By Biplav Pageni, Nepal Flying Labs and Dr. Maxine Caws, Birat Nepal Medical Trust
Towards the end of Phase 1 of the DrOTS (Drones Optimized Therapy System) project, Nepal Flying Labs and Birat Nepal Medical Trust (BNMT ) decided to make use of the drone images of different locations and health posts that we’d taken at Pyuthan and Sworgadwari municipality. Though the primary objectives of the DrOTS project are technology transfer and local education on the benefits of drone technology, we also decided to test the multiple applications of the datasets captured during the project planning phase to benefit the Pyuthan’s local leaders.
The best way to utilize the drone images captured and orthophoto maps prepared using it, was to extract updated spatial datasets for rural locations in Pyuthan. Like the majority of other rural areas of Nepal, the spatial datasets at project locations where we are working is not updated and was unavailable in a higher resolution before our arrival.
We got to meet HeadMaster Indramani Pokhrel of Janata Secondary School, Bagdula Pyuthan. He was excited about our proposal to share the datasets with Pyuthan’s officials and to introduce mapping to his students. He was already familiar with the DrOTS project, so he promptly agreed to our request to engage students from his school to utilize the high-resolution datasets and prepare spatial datasets for municipality using open-source OpenStreetMaps platform.

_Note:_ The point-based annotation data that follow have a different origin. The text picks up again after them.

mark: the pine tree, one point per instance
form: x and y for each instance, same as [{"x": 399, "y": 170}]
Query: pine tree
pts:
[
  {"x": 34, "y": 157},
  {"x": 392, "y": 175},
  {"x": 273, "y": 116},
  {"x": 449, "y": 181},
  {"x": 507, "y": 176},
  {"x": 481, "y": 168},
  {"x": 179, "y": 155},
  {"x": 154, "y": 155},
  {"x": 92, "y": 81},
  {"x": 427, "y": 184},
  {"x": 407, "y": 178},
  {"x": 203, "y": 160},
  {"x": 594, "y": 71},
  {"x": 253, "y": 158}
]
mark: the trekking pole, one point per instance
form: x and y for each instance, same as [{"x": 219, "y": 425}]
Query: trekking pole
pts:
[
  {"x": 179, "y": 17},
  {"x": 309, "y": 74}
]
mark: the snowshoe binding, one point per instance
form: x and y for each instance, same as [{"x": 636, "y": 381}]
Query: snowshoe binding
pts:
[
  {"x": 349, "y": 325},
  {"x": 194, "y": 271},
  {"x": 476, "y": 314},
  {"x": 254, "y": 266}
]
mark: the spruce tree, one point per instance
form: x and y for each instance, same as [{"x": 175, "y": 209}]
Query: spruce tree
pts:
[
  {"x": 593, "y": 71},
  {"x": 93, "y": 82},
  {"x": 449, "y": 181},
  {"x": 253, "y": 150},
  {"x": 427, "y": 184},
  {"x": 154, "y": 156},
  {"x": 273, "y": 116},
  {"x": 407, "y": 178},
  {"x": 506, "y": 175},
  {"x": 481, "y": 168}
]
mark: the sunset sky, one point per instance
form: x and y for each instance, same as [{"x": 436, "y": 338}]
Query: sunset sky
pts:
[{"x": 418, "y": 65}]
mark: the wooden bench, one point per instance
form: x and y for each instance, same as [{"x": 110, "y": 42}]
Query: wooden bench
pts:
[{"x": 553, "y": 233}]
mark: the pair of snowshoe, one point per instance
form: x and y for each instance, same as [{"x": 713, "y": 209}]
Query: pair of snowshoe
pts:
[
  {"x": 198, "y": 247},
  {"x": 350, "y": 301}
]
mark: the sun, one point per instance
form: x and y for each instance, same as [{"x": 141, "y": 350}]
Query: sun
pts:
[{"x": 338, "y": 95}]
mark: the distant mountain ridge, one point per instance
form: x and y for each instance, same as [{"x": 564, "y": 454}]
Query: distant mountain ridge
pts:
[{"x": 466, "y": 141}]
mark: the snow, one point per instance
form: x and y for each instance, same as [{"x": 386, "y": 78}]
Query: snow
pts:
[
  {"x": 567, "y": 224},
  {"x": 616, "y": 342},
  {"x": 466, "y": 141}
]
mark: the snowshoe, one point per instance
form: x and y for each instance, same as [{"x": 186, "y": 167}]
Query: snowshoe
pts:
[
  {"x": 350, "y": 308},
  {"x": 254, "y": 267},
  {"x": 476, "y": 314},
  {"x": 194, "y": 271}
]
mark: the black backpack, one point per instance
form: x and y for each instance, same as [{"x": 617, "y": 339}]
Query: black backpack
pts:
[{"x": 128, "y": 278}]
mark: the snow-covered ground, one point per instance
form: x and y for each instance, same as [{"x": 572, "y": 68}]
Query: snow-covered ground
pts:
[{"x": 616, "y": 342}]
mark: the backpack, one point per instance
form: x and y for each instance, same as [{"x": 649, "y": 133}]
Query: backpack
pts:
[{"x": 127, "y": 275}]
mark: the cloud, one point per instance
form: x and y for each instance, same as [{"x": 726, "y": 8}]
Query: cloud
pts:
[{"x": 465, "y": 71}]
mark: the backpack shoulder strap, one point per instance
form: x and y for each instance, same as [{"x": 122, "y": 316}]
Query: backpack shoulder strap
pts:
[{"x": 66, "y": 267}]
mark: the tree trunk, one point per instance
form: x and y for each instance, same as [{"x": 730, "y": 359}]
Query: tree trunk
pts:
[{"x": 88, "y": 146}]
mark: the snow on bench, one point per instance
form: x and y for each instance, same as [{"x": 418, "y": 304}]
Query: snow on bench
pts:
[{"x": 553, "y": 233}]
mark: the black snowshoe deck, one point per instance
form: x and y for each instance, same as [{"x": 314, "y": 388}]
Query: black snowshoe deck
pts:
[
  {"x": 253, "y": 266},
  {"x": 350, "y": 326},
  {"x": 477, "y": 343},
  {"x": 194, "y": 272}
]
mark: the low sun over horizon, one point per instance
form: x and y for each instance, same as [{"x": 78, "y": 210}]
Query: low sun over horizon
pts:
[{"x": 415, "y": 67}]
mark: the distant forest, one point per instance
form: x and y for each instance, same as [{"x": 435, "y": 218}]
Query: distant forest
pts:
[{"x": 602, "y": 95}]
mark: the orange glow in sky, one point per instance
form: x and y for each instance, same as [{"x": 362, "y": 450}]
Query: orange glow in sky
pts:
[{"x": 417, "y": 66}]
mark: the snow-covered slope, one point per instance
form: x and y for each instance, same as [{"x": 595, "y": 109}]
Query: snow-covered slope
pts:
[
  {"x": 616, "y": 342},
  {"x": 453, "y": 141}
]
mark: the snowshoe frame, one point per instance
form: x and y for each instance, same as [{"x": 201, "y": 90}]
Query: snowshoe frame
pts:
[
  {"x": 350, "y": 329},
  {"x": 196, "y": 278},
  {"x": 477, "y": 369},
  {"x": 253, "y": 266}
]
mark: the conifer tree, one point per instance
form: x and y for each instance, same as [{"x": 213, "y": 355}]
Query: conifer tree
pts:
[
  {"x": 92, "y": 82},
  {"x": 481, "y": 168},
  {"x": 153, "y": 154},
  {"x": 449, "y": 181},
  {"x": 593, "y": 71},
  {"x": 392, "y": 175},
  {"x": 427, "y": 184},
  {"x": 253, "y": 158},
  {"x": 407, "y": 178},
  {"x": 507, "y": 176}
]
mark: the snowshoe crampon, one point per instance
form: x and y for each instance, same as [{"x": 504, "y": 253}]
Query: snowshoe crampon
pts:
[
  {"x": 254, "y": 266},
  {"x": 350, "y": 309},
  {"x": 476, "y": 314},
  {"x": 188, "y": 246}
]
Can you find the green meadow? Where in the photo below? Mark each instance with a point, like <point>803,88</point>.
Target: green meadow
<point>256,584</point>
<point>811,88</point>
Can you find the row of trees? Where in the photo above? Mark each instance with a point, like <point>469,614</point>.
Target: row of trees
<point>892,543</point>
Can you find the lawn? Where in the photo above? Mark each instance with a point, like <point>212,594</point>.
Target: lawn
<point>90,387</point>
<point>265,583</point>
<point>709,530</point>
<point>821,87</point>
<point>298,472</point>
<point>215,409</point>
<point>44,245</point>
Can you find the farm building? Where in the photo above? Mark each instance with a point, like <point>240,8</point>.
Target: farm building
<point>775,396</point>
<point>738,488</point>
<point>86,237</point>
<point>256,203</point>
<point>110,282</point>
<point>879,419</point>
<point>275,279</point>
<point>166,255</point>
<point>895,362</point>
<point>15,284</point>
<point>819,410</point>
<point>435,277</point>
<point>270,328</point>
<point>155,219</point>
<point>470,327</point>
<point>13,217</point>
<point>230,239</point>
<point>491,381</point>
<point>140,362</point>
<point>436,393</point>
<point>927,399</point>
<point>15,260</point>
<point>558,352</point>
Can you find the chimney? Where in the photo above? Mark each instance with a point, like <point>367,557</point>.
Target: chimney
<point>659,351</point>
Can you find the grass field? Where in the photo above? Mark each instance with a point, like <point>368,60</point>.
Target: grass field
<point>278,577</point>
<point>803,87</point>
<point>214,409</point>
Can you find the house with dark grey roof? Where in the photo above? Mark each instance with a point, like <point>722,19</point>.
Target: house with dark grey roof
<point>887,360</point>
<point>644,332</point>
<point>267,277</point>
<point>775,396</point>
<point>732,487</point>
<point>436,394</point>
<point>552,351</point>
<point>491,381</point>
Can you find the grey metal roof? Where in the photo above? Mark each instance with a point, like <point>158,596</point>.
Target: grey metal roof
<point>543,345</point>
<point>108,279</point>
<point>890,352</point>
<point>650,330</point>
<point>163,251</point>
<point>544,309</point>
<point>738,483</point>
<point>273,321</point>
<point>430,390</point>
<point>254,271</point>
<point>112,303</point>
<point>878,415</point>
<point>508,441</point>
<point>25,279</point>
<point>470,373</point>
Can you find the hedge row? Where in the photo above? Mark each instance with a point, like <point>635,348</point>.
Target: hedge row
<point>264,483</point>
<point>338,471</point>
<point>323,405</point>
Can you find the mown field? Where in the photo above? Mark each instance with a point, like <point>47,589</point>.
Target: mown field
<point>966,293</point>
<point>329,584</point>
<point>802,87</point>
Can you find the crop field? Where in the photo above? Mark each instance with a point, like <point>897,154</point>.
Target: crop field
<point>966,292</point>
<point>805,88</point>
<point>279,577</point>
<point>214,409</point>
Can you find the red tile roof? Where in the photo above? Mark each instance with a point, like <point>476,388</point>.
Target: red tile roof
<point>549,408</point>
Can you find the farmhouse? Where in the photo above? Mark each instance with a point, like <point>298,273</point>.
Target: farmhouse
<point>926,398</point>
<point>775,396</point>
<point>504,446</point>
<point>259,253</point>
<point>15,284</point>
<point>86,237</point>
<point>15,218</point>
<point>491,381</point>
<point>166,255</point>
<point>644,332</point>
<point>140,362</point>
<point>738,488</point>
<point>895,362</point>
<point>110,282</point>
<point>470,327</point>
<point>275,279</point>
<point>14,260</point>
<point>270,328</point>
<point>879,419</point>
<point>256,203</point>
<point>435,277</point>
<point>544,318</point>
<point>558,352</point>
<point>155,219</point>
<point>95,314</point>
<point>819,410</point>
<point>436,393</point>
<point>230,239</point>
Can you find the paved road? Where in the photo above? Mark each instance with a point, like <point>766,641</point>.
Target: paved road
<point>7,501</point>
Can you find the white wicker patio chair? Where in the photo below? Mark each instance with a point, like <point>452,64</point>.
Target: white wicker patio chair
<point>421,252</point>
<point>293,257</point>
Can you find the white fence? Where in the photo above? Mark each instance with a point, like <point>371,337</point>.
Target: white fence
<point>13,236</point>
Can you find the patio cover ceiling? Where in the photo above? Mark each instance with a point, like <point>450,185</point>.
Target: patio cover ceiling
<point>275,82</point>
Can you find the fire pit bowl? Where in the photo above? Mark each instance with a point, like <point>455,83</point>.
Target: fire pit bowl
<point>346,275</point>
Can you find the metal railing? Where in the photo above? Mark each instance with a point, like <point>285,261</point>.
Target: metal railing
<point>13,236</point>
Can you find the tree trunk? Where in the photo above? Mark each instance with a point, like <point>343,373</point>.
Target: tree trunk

We got to meet some helpful teachers that were curious about UAVs and their uses. The first day started with educating the participants on the benefits of spatial datasets and mapping for municipal planning and decision making. The participants were also engaged in a different paper-based mapping exercise to help them learn the basics of mapping.
The technical training on Openstreetmaps started with setting up necessary software programs, including offline JOSM software on their computer. The participants were also introduced to the basics of mapping using OSM and its use in a local and global context for several purposes. Biplav Pageni, Nepal Flying Labs Program Manager, and Pravin Lamsal, Senior Drone Pilot, introduced the teachers to mapping using Java OpenStreet Mapping(JOSM), followed by a step-by-step guide on using the high-resolution drone imagery as a background layer while digitizing the images.
The second-day students from ninth-to-eleventh grades participated in the training. The students were introduced to JOSM’s user interface and trained to digitize their locality. Jasmine Pokhrel, an eleventh-grade student, says, “I had heard about drones being used in Pyuthan Hospital and have seen it flying along the river near our school. I was always curious about it.” She was one of the students who was also taught to open up email accounts alongside while uploading the features on OSM. The training ended with a drone flight capturing fantastic images of the school as well as the students.
At the end of the training, we demonstrated the many use cases of drone imagery captured during a medical drone survey project. We and also showed the officials and students, the importance of making the data available through open platforms like OSM, thus sharing the data to the locality in a useful form. With that, we were able to contribute to data preparedness at a municipal level and excite students in STEM education by demonstrating drone flights, engaging them in mapping exercises, and teaching them tools like OSM. Nepal Flying Labs wants to organize more of such training in days ahead, introducing drones to school kids as a STEM program.